Wayne Hammond

Personal information
- Full name: Wayne Gary Hammond
- Born: 5 September 1948 (age 77) Brisbane, Queensland, Australia
- Height: 184 cm (6 ft 0 in)

Sport
- Sport: Field hockey
- Position: Fullback

Senior career
- Years: Team / Caps / Goals
- 1971–1983: Queensland / - / -

National team
- Years: Team / Caps / Goals
- 1972–1980: Australia / 88 / (0)

Medal record
Men's field hockey
Representing Australia
Olympic Games
| Silver medal – second place | 1976 Montreal | Team competition |
World Cup
| Bronze medal – third place | 1978 | Team competition |
Champions Trophy
| Bronze medal – third place | 1980 | Team competition |

= Wayne Hammond (field hockey) =

Australian field hockey player

Wayne Gary Hammond (born 5 September 1948) is an Australian former field hockey player who played 88 matches for Australia and represented Australia at the 1972 and 1976 Olympic Games, winning a silver medal in 1976. He also played in the 1975 and 1978 World Cups, winning a bronze medal in 1978, and played in the 1980 Champions Trophy, winning a bronze medal.

==Early life==
Hammond was born in Brisbane, Queensland. Hammond was conscripted into the Australian Army in 1969, as a result of the Vietnam War. He then moved to Singleton and later Puckapunyal to receive training. In 1970, he moved to the Canungra Army Base where he began to train more seriously in a pursuit of a hockey career. The Army supported Hammond with his hockey ambitions, allowing him to regularly travel to Brisbane for training.

==Career==
In 1971, Hammond was selected to tour New Zealand with the Queensland hockey team. A year later, Hammond, who had left the Army and was working for a bank in Coolangatta, made his debut for the Australian national team, playing all three matches in a test series against New Zealand. That same year, Hammond, at the age of 23, played in the 1972 Olympic Games. Hammond played two matches as Australia went on to finish fifth. He continued to play for Australia after 1972, cementing his place in the side as a fullback. In 1975, he played for Australia at the World Cup in Kuala Lumpur, where Australia finished fifth.
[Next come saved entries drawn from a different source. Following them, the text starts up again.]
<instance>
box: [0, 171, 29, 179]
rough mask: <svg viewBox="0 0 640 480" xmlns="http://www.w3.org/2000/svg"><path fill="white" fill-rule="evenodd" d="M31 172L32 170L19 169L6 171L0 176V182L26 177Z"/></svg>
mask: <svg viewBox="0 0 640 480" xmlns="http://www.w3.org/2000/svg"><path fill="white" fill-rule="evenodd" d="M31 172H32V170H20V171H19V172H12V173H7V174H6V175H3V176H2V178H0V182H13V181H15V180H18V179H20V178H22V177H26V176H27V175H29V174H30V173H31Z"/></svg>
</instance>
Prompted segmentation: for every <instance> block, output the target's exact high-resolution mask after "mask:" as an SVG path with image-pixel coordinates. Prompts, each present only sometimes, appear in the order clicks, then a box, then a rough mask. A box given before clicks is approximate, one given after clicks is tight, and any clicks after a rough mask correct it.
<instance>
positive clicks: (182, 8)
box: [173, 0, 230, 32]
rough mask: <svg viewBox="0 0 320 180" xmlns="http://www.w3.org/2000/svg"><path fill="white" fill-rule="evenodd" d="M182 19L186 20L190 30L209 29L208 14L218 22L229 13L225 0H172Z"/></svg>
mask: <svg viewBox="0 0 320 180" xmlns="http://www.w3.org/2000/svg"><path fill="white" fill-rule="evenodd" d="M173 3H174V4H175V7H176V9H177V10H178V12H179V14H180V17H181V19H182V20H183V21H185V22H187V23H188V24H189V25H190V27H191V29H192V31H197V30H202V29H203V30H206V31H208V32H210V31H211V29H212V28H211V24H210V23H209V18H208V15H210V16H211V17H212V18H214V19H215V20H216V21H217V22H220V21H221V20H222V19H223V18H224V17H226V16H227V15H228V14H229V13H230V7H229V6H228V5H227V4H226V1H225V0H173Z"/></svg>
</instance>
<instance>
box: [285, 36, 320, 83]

The highest point of Hammond's career came when he played at the 1976 Olympic Games. He played all eight of the matches that Australia played in and the Australians reached the final, only to lose to New Zealand and receive a silver medal. He also played for Australia in the 1978 World Cup in Buenos Aires, where he and the Australian team won a bronze medal. In the lead up to the 1980 Olympics, Hammond played for Australia at the Champions Trophy tournament in Karachi, where the Australians won bronze. Hammond was selected to play for Australia at the Olympics in 1980, but due to the Games being held in Moscow, the Australian Hockey Federation decided to boycott the Olympics, despite the Australians being one of the favourites for the gold medal. The Australians instead toured Europe and Hammond retired from international hockey at the end of 1980. Hammond continued to play with Queensland for three more years, until he retired in 1983.
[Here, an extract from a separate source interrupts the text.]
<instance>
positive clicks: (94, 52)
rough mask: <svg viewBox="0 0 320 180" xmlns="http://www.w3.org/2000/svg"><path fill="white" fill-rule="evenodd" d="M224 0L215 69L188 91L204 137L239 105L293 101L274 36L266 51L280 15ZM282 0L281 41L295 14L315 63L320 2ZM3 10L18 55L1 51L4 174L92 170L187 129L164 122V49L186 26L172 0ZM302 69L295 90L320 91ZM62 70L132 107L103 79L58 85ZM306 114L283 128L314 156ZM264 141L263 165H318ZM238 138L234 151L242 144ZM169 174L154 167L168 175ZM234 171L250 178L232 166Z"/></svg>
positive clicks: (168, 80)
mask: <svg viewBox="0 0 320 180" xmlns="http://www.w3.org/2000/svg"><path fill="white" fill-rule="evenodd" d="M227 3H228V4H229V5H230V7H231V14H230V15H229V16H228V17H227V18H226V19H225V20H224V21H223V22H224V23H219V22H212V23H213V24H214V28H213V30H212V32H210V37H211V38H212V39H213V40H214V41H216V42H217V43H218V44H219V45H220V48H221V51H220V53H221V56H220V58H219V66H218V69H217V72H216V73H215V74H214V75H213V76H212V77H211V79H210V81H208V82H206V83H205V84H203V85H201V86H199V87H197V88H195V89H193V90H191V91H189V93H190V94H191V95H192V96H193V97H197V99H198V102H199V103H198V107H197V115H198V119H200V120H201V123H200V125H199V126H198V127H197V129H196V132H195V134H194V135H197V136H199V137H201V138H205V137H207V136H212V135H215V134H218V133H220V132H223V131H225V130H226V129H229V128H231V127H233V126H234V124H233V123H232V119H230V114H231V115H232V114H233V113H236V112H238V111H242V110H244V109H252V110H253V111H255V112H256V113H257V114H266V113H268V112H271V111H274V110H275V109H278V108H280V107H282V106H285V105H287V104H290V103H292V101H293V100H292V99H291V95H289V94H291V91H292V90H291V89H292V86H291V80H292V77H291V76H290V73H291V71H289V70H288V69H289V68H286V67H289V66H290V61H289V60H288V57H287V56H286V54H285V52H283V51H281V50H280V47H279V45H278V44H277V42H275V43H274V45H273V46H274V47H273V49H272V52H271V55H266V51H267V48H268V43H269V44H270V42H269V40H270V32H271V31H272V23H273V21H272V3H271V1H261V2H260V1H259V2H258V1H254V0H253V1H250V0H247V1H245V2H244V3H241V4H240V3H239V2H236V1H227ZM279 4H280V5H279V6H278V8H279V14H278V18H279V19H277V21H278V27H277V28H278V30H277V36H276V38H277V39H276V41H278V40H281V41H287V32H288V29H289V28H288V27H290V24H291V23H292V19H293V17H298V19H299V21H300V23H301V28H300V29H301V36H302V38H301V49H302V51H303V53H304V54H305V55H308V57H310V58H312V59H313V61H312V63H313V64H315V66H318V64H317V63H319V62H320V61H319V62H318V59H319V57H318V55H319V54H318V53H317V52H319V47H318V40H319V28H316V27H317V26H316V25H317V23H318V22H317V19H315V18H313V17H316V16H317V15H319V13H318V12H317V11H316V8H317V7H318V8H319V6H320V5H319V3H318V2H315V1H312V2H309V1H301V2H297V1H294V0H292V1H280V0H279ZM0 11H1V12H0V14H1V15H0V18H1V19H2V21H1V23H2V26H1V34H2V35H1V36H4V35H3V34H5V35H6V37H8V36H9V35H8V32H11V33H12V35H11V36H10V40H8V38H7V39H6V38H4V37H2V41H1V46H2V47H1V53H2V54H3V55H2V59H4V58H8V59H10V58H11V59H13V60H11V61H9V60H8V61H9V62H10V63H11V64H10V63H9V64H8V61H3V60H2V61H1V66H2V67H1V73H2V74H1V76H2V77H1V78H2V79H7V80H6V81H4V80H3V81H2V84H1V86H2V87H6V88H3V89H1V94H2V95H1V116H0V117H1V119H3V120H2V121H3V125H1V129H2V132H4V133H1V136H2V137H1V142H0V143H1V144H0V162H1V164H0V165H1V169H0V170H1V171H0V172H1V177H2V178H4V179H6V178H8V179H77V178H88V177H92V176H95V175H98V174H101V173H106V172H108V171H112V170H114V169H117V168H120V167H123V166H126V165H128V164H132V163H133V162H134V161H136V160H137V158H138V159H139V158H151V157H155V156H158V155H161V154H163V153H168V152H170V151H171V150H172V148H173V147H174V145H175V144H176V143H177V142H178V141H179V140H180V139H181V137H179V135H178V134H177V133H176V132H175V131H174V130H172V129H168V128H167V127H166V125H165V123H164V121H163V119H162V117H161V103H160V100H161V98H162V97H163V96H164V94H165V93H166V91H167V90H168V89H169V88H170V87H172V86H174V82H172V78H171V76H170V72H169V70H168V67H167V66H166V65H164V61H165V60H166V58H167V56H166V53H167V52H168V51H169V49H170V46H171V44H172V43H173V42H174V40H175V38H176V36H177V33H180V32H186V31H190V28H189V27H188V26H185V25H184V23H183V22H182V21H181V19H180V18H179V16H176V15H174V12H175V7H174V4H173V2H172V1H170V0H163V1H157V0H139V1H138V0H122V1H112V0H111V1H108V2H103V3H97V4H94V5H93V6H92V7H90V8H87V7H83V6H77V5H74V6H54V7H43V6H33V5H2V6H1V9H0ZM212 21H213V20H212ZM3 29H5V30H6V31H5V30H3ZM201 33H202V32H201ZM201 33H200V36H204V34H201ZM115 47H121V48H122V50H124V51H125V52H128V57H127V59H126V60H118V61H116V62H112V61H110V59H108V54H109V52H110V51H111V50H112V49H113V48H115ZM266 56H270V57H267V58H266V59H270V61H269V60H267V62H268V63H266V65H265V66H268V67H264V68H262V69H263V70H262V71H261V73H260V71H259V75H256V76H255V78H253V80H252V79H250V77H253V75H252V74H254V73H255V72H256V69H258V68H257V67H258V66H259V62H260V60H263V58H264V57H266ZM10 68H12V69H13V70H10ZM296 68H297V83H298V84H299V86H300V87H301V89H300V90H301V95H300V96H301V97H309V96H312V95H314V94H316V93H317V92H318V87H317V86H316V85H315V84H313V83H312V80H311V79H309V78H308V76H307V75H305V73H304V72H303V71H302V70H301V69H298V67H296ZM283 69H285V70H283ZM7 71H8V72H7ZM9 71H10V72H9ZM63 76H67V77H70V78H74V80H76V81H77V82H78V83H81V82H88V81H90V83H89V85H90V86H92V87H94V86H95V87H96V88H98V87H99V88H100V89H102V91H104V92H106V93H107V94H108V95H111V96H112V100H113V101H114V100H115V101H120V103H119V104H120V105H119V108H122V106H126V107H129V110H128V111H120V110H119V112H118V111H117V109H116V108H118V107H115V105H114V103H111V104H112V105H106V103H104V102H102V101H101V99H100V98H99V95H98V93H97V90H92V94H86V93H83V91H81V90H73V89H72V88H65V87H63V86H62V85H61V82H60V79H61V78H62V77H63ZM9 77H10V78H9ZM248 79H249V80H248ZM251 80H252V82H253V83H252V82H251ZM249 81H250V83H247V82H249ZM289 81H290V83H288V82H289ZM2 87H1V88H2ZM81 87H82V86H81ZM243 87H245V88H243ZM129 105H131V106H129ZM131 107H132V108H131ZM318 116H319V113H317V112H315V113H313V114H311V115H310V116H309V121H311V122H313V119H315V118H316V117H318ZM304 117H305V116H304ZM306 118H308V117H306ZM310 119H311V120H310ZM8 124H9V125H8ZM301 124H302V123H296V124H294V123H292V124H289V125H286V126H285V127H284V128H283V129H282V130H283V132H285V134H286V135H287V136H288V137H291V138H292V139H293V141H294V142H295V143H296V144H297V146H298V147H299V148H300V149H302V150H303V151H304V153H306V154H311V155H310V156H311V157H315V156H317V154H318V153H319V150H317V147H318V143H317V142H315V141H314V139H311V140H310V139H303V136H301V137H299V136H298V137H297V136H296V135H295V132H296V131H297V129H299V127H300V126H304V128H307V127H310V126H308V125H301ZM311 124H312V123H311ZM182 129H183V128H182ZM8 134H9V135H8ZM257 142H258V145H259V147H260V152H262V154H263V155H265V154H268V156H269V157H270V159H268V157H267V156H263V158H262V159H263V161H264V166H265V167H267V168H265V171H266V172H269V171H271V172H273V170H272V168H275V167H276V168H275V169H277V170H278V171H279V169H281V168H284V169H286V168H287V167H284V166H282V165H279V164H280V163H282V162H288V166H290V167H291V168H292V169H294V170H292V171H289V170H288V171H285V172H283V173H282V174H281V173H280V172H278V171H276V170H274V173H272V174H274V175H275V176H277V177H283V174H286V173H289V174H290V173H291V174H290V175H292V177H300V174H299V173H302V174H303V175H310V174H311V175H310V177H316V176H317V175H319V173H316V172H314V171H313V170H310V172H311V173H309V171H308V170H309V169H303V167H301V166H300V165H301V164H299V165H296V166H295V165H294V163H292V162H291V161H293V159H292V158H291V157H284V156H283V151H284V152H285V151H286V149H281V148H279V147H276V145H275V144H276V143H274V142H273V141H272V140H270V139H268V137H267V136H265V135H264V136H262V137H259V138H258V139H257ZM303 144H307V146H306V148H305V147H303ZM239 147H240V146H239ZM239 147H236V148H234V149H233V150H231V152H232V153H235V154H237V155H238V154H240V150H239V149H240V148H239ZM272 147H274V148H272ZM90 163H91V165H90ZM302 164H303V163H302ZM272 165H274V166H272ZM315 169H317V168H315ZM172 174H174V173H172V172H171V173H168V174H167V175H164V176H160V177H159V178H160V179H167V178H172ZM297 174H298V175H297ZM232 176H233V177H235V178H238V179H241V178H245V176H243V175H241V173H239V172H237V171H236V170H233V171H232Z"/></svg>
Hammond played for Australia at the Pacific Rim Masters Tournament in 1992 and 1993. He was captain of the team in 1993.

==Honours==
Hammond was inducted into the Gold Coast Sporting Hall of Fame on 20 May 1999. In 2003, Hammond was inducted into the Hockey Queensland Hall of Fame. In 2008, Hammond was retrospectively awarded Hockey Queensland's Distinguished Player Award, which is awarded to people who have represented Queensland for seven years or more at Open level, and who have been retired for at least two years. Hockey Queensland announced their Team of the Century in 2000 and Hammond was named at fullback, alongside Don McWatters.

==Personal life==
Hammond has two children. His daughter, Leanne, played for the Australia under-18 team from 1998 to 2000, and his son, Steven, played for Queensland's reserves team.